The above references are related to how the tube gain stages affect the signal. The signal from your guitar is "analogue." When you run that signal through a tube it does not become "tube-ified" and when you run the signal through a solid state transitor gain, it does not become "transistorized." Leo Fender's MusicMan amps he designed years after his tube Fender amps used a tube pre-amp for the gain stages, and a solid state power amp. Once the signal is changed by the preamp, the power amp could be either tube or solid state, theoretically - depending on how the amp is designed. If you plan to use lots of effects pedals, you might as well not waste your money on a boutique or any tube amp with tube gain stages you will never use, and instead plug your chain of effects into a solid state rack mountable guitar or PA power amp. When a guitar signal is run through a digital signal processor, it does become "digitized" - converted from analogue to digital, processed, and converted back to analogue again and sent to the power amp. Maybe in the future there will be "vintage purists" who will insist that certain DAC chips of a certain era are superior to other DAC chips and have arguments over bits and resolution - 16bit/44.1kHz DAC vs. 24bit/192kHz processing. I've heard a few arguments on how tube gain stages have harmonics that transistors and DSP will never have and I am looking for links on such debates.

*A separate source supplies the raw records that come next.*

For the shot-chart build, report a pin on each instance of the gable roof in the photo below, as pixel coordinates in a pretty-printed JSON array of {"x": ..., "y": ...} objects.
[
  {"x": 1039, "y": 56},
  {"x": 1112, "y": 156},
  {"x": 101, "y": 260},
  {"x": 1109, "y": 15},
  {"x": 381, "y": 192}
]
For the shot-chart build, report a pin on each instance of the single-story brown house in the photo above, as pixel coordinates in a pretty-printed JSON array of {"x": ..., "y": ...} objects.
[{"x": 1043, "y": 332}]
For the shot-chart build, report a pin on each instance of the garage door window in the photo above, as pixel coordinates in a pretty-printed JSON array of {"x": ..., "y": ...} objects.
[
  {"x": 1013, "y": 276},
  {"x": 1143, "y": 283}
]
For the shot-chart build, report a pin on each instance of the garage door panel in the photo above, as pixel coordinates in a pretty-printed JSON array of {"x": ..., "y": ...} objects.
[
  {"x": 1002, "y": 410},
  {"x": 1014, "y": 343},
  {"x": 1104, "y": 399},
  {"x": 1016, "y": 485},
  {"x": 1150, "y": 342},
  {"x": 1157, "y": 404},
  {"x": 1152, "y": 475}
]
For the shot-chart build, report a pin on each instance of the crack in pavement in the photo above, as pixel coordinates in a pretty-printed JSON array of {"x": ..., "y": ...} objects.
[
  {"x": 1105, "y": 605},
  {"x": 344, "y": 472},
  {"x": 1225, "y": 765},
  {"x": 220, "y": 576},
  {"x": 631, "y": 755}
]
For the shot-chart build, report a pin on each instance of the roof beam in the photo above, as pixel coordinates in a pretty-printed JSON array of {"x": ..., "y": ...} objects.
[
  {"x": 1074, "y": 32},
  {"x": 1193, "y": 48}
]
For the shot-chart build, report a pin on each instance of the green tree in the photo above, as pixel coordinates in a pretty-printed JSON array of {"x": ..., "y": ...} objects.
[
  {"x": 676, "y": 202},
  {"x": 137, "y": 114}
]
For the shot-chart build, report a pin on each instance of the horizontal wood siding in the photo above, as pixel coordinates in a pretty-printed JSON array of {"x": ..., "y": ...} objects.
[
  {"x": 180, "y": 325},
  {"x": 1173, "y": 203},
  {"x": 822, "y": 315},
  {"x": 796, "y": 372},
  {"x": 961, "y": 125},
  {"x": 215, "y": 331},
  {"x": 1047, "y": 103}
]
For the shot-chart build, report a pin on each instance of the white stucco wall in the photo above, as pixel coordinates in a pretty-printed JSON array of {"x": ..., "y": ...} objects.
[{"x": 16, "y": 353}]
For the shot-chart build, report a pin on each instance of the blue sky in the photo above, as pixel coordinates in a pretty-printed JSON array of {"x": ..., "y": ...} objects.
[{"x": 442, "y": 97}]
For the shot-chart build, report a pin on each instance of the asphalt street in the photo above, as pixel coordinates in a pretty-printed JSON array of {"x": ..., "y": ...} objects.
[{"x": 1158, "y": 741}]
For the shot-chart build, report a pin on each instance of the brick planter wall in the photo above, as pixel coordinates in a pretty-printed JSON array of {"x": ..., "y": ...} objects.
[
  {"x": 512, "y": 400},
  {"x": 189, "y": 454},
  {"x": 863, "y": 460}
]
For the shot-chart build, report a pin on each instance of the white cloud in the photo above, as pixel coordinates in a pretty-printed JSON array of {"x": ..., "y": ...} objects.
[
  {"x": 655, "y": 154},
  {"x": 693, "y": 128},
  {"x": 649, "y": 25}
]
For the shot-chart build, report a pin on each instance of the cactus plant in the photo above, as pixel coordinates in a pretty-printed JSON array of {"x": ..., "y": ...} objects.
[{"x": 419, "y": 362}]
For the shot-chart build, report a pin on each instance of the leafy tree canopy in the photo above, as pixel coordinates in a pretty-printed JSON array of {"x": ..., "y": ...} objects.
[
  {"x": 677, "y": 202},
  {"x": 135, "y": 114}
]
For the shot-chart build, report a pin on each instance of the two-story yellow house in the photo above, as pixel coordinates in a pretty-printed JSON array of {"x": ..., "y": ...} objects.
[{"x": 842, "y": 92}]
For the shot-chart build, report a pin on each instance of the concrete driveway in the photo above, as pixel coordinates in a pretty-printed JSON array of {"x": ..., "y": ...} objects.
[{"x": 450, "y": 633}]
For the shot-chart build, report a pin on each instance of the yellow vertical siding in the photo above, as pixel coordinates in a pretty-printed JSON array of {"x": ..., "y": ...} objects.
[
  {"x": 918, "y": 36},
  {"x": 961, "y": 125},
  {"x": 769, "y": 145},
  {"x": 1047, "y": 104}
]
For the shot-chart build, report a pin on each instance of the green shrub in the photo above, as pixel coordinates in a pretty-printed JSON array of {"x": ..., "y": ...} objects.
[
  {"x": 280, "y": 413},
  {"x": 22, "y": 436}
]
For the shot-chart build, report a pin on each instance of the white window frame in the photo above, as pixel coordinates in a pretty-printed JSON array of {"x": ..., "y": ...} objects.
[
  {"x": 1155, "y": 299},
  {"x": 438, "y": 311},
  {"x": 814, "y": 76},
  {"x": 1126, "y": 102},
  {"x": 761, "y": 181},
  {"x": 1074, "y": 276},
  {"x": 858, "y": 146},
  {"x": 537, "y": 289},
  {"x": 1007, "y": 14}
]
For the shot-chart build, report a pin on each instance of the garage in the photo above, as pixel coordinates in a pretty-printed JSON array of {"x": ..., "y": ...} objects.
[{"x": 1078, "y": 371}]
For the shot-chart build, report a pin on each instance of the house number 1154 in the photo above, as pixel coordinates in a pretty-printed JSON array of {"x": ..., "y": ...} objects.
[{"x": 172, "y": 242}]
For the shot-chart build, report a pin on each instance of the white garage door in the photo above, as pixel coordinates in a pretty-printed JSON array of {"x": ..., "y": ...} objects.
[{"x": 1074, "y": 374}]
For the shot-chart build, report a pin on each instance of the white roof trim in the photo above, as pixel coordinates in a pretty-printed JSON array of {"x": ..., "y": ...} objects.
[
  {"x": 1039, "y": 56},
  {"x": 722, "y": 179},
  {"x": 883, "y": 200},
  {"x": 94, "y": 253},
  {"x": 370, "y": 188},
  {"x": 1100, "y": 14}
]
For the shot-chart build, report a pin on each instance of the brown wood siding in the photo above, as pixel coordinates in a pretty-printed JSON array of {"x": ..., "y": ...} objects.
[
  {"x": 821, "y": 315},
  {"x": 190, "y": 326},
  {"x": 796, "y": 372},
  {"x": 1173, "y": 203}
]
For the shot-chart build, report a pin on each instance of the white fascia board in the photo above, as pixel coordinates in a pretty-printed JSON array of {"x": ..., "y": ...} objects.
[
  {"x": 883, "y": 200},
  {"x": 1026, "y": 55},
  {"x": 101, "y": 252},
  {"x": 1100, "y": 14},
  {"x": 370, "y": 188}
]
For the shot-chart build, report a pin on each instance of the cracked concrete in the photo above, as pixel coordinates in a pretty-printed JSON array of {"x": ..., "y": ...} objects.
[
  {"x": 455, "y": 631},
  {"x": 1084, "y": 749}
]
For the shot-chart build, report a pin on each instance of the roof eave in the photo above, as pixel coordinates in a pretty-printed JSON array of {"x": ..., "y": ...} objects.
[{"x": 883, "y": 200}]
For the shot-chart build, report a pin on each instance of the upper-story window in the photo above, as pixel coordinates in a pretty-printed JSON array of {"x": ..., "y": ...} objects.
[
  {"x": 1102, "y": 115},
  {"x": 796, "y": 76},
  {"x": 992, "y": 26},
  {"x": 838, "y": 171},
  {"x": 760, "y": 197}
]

Something never mentioned in guitar magazines is that one of the reasons why imported instruments cost so much more than they're priced in their native countries is because USA manufacturers have lobbied (bribed) politicians to impose tariffs and "import duties" on foreign instruments. The same is true in foreign countries as the biggest brands have protectionist tariffs against USA manufacturers.

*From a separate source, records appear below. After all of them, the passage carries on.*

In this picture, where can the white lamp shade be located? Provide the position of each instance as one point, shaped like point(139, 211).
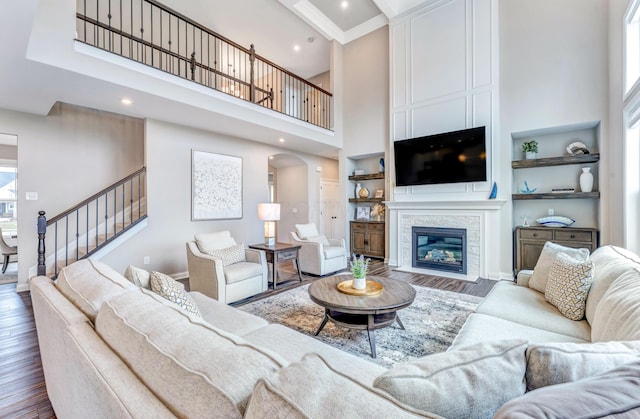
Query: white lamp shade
point(269, 212)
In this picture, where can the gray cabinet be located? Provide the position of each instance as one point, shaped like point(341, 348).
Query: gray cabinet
point(367, 238)
point(529, 242)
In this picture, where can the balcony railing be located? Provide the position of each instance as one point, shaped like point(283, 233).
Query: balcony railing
point(150, 33)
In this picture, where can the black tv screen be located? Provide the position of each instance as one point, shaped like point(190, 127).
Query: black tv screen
point(450, 157)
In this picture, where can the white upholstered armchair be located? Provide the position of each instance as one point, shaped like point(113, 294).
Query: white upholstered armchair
point(318, 255)
point(224, 270)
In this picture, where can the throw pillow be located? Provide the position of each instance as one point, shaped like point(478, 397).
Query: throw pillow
point(556, 363)
point(471, 381)
point(230, 255)
point(138, 276)
point(568, 285)
point(611, 394)
point(538, 280)
point(311, 388)
point(214, 241)
point(305, 231)
point(319, 239)
point(169, 288)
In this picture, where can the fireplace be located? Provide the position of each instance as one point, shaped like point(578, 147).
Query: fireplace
point(439, 248)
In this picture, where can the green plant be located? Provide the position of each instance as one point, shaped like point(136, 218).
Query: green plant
point(530, 146)
point(359, 266)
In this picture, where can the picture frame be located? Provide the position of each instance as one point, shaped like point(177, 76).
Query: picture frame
point(216, 186)
point(362, 213)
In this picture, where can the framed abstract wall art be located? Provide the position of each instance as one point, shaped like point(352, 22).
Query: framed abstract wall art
point(216, 186)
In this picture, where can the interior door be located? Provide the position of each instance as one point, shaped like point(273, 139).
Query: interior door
point(331, 218)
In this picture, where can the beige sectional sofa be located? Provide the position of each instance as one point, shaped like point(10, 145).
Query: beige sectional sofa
point(111, 349)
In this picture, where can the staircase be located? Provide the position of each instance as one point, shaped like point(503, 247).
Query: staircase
point(93, 226)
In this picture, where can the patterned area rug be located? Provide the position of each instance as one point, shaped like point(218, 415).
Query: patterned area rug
point(431, 323)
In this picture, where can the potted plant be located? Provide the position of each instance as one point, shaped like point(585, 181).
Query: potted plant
point(530, 149)
point(359, 267)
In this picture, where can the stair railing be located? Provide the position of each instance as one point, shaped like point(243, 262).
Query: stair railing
point(88, 226)
point(153, 34)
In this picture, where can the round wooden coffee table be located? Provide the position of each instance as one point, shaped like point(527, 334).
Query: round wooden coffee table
point(361, 312)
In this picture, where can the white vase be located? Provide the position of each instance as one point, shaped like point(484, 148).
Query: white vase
point(359, 283)
point(586, 180)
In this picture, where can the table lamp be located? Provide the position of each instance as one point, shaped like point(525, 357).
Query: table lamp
point(269, 213)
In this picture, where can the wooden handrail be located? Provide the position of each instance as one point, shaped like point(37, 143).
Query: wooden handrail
point(94, 196)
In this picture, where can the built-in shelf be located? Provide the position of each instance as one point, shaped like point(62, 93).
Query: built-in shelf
point(356, 200)
point(551, 195)
point(555, 161)
point(369, 176)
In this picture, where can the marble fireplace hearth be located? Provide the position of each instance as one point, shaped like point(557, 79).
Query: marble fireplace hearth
point(478, 218)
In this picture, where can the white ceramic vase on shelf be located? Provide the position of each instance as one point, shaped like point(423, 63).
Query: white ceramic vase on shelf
point(358, 187)
point(586, 180)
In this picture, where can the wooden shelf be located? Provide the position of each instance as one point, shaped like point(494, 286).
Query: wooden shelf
point(370, 176)
point(550, 195)
point(556, 161)
point(366, 200)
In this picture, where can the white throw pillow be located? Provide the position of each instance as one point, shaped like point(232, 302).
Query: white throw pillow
point(138, 276)
point(470, 381)
point(230, 255)
point(538, 280)
point(214, 241)
point(568, 285)
point(562, 362)
point(319, 239)
point(305, 231)
point(169, 288)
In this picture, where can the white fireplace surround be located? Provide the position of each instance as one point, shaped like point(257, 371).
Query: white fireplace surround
point(479, 218)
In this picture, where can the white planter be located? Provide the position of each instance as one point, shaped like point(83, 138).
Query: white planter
point(586, 180)
point(359, 283)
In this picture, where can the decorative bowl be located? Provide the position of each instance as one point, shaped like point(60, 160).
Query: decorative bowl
point(555, 221)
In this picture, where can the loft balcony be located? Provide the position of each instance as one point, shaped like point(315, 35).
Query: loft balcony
point(152, 34)
point(174, 69)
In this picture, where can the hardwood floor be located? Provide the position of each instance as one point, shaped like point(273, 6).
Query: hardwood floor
point(22, 388)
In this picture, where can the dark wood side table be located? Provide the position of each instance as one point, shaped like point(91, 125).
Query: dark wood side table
point(277, 253)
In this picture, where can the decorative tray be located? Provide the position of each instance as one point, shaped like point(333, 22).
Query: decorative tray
point(372, 288)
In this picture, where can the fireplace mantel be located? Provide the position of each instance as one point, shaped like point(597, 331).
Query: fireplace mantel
point(487, 205)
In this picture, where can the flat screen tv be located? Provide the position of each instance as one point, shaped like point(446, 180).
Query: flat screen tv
point(450, 157)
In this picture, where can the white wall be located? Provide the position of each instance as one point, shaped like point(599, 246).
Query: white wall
point(168, 160)
point(554, 71)
point(366, 94)
point(293, 195)
point(612, 215)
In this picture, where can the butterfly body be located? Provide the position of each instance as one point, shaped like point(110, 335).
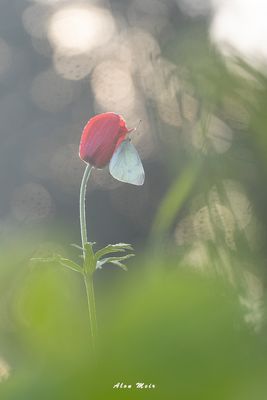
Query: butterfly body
point(126, 165)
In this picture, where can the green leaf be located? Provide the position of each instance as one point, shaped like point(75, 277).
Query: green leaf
point(65, 262)
point(76, 246)
point(115, 260)
point(57, 259)
point(112, 248)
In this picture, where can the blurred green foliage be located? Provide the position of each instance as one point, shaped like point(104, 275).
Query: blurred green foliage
point(190, 314)
point(180, 331)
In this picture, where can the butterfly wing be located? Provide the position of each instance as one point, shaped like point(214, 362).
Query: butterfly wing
point(126, 165)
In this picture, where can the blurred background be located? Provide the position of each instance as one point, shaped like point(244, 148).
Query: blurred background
point(190, 314)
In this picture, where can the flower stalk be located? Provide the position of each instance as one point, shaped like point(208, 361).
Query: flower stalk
point(87, 274)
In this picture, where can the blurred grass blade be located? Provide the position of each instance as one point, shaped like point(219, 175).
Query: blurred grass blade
point(175, 198)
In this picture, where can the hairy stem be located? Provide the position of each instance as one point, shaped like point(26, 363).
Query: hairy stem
point(88, 276)
point(86, 176)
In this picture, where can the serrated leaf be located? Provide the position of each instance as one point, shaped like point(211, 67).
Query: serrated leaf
point(76, 246)
point(112, 248)
point(57, 259)
point(65, 262)
point(119, 264)
point(115, 260)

Something to consider is that the imported amps are improving. Japanese imports used to be considered to be junk, now Roland's JC120 is considered a classic amp. Roland's JC120 has been made unchanged in design and sound since it was first released and prices for new and used JC120's have remained constant for decades. However, you could to get that chorus sound by buying Roland's Chorus effects pedals for much less than a JC120. Korean amps seem to be improving from junk to good-beginner amps. Branded imports such as Pignose (designed by Dennis Kager - amp guru consultant to Ampeg, Fender, Mesa Boogie), Rogue (formerly Gretsch), and Electar are making retro-styled tube amps. Novik and Sovtek Amps from Russia are actually quite good and affordable. Many people buy them, swap in new/better tubes and speakers, tweak them, and get pretty good sounding amps. Someday imported amps might reach the quality level of serious-professional as the best USA boutique amps. Someday digital guitar & amp modeling will be so good that you can't tell the difference, but then you wouldn't be playing a guitar amp, you'd be playing a computer.
Something else to consider is that many famous studio and jazz musicians are not using expensive boutique amps. They're trying to make a living playing music and are not interested in spending money on such ego-trophies when they're living session-gig to session-gig. Also, most session musicians bring their prize guitars and don't want to bother hauling heavy equipment around and straining their precious playing hands. Session musicians may occasionally use a boutique amp if one happens to be in the studio where they are working. The most popular guitar amps I've seen and heard session musicians use are the solid state transistor Fender Acoustasonic amps because they're lightweight, affordable, have many controls they can use to change the sound (they don't want to waste time with the unlabeled controls many boutique amps have), have a loud clean sound, and their effects are usually external stomp boxes or rack mounts. They're not made in America and they're not really boutique. They're good for practice and sessions, but I prefer a tube amp for live performances. The most essential pedal that every guitarist ought to use is the Roland noise gate.